Abstract

Opioid addiction is a complicated and highly heritable brain disease. Dysfunction in dopaminergic signaling is involved in the pathogenesis of addictive disorders. Encoding a dopamine synthetase, the tyrosine hydroxylase (TH) gene has long been an interesting candidate in genetic association studies for opioid addiction. However, the mechanisms underlying associations of risk gene variants and opioid addiction remain unknown. In the present study, we first analyzed the association between TH gene variants and susceptibility and traits of heroin addiction in 801 patients with heroin addiction and 930 healthy controls. Methylation levels in the promoter region of the TH gene were detected and compared between the heroin addiction and healthy control groups. To reveal the potential mechanism of the association of TH gene variants and heroin addiction, correlations between the risk TH single nucleotide polymorphism (SNPs) for heroin addiction and the methylation and expression levels of the TH gene were examined.
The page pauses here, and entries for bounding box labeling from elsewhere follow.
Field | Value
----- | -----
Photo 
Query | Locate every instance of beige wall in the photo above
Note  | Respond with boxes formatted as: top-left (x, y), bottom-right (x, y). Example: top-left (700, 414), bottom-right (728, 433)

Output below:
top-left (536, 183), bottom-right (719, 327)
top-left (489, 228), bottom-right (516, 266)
Our results demonstrated that SNP rs6356 was associated with susceptibility to heroin addiction. CpG TH_15 was hypermethylated in the heroin addiction group compared with the healthy control group. Notably, SNP rs6356 was correlated in an allele-specific manner with expression of the TH gene in the hippocampus and nucleus accumbens but not with methylation levels of CpG TH_15. Our findings suggest that the eQTL rs6356 was associated with susceptibility to heroin addiction by potentially affecting the expression of the TH gene in brain regions in the mesocorticolimbic dopamine system, including the hippocampus and nucleus accumbens.

Highlights

  • Substance addiction is a complex brain disease, characterized as compulsive substance seeking, abstinence, and repeated relapse for substance use (Chisholm et al, 2021; Huang, Chen, Lane, Ho, & Chung, 2021)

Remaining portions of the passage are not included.